Please tell me when your child should eat, sleep, take medicine, or do anything else for which scheduling matters. I will do what you tell me to do at the time you tell me to do it…within reason.  If you tell me that your kid should go outside from 1:20-2:03 pm because that’s nebulously  “good” and that while outside I should walk west for two blocks, then south, then pause by a rose bush whilst slowly bouncing your child in my arms, spritzing calming lavender and singing an improvised few verses of “Papa’s Gonna Buy You a Mocking Bird”…honestly? I’m just not going to do that. Save us both the time and stress and let your child and me decide whether we play Apples to Apples or Connect Four.

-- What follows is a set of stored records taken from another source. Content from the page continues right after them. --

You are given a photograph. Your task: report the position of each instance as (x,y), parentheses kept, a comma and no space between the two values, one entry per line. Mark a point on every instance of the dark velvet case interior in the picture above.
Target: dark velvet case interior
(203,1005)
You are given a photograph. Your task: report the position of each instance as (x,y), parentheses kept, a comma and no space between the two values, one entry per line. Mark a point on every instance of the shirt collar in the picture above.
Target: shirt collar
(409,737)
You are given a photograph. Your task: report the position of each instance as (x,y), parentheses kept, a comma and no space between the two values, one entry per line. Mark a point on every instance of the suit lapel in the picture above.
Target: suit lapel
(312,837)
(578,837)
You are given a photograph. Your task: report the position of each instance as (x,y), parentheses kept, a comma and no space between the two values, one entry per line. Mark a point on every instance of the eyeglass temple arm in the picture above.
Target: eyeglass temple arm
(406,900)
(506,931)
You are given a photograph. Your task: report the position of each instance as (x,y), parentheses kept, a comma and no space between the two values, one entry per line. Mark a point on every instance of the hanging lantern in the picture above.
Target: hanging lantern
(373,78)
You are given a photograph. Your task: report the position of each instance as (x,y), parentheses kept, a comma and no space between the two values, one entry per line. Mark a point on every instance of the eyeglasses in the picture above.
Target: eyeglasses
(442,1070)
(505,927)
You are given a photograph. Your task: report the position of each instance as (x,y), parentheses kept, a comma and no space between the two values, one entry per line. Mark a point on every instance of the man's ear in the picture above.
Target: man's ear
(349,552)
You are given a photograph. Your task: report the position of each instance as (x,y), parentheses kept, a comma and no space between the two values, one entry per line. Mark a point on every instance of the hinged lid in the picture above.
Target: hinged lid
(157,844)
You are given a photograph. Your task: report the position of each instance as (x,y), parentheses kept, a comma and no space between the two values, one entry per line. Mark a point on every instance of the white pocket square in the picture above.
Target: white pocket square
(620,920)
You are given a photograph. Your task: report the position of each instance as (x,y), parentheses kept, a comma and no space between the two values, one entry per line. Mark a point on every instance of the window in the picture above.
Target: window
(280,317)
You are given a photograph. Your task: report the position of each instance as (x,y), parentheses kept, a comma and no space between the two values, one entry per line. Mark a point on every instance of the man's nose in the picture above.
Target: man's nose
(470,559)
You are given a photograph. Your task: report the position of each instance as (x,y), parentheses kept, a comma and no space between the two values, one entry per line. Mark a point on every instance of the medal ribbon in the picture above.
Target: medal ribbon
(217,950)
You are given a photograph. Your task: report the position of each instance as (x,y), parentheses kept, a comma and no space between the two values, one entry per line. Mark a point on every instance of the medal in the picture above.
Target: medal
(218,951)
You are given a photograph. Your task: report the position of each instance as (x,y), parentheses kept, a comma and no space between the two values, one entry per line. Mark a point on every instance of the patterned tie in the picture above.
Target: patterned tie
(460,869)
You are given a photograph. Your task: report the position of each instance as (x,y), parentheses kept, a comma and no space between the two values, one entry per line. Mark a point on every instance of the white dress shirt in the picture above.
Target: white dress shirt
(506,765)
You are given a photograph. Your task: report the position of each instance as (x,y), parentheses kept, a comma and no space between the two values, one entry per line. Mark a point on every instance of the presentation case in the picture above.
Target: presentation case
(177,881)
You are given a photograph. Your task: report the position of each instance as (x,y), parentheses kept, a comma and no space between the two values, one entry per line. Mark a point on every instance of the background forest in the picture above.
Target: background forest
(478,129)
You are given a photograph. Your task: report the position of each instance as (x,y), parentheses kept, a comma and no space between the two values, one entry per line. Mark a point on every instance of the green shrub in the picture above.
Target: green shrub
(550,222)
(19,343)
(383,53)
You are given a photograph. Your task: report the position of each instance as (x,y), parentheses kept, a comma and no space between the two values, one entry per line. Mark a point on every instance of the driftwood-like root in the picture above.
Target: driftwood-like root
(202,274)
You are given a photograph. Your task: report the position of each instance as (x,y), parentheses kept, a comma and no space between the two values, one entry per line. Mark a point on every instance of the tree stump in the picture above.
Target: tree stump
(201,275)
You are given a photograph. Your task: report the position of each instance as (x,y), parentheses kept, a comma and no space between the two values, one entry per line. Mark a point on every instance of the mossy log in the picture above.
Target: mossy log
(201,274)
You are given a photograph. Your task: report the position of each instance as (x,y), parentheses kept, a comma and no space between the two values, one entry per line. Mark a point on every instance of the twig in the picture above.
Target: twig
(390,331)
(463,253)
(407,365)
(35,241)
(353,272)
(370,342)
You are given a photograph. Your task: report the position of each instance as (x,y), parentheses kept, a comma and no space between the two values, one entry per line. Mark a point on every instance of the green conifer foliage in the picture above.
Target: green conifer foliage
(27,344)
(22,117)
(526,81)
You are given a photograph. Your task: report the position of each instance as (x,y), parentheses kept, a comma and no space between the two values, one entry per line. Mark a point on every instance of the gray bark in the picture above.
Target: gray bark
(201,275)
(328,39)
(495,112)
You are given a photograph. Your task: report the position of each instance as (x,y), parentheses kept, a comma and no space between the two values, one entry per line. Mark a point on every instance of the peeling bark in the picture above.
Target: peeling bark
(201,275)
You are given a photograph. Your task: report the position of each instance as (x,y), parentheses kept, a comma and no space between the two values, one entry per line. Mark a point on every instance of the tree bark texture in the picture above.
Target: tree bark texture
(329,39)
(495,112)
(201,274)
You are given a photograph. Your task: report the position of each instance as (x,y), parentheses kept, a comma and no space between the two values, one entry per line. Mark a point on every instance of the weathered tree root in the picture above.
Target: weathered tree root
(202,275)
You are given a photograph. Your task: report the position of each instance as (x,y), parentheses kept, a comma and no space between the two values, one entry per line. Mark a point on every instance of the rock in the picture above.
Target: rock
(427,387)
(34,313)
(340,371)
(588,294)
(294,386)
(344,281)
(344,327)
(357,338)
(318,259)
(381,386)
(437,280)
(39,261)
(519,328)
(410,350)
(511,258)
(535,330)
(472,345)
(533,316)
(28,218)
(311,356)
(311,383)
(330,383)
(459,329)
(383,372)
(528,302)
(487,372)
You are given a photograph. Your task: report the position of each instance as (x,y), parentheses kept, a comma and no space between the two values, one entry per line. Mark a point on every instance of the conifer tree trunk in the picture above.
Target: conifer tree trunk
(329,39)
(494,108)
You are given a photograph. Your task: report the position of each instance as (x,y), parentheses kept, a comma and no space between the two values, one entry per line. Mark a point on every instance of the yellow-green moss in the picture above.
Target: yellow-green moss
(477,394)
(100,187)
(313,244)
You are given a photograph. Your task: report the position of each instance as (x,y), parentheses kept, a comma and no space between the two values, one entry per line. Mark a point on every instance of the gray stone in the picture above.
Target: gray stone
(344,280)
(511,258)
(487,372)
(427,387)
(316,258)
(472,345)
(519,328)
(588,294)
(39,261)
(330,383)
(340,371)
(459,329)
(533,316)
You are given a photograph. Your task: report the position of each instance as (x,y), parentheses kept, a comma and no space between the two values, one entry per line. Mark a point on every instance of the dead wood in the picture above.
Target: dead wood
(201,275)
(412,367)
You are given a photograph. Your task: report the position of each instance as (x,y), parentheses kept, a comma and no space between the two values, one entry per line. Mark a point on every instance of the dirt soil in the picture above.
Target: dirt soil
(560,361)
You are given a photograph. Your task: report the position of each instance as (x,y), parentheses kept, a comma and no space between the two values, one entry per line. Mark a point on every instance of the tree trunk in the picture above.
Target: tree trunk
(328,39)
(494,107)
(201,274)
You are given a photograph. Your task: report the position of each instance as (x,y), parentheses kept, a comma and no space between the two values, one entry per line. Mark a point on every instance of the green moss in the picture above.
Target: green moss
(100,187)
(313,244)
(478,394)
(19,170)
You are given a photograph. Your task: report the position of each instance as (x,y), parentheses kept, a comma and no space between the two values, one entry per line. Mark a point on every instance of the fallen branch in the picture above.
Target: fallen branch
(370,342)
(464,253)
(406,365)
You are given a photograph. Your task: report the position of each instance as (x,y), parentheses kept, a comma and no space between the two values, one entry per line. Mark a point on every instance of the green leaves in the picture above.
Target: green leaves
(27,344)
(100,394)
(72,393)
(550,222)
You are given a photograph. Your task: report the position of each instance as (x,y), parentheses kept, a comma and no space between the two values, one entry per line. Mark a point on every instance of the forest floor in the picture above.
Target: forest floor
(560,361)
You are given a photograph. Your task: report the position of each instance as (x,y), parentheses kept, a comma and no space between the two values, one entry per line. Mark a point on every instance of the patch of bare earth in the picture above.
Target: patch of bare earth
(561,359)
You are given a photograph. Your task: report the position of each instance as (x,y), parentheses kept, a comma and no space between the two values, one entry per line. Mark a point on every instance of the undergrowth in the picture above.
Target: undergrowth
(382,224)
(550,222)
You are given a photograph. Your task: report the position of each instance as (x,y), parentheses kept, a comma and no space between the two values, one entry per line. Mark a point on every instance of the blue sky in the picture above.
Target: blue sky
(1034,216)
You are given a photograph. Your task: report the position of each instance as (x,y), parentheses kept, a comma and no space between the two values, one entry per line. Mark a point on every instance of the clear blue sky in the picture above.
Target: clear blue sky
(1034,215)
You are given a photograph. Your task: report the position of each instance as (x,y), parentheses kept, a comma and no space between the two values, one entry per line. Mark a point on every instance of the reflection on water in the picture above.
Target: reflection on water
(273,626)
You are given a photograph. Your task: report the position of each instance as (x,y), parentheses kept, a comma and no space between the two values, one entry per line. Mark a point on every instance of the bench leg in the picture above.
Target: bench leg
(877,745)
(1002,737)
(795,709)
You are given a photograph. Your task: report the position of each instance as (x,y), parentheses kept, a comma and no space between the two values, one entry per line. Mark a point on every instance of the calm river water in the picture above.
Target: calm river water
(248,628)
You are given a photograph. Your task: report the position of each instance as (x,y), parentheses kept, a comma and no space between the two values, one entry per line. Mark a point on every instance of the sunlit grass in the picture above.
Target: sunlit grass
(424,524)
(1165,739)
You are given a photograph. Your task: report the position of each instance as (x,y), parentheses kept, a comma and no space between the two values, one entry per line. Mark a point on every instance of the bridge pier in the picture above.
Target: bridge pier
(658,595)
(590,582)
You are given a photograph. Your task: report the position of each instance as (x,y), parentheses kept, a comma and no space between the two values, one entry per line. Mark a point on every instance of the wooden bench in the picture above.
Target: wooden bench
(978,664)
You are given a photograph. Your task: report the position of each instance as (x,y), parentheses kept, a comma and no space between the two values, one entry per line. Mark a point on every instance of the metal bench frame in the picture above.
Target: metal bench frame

4. Surprise! You come home three hours early! (And don’t pay me for our agreed upon shift!)

Hooray! I can go home early! That’d be really great except I turned down another job to be here and honor my commitment to you and now make half the money I was counting on to pay my rent and eat and stuff. I also am not going home and now will be paying for the honor of staying out of the cold at a Starbucks while I kill time until the evening plans I scheduled around your day. So, actually, this kind of sucks.

5. You Fail To Inform Me Of Your Child’s Serious Medical Conditions

Tell me. Write it down. Stick it on the fridge. I don’t like the sensation of sinking dread that comes with a ten year old warning me that maybe his little sister shouldn’t eat that peanut butter prominently featured in your cupboard. If you have a child who could possibly be hospitalized if they eat something harmless to most people, especially a thing that your other kids eat that is in your kitchen, that’s information I should have. This goes for any kids who come over for play dates as well.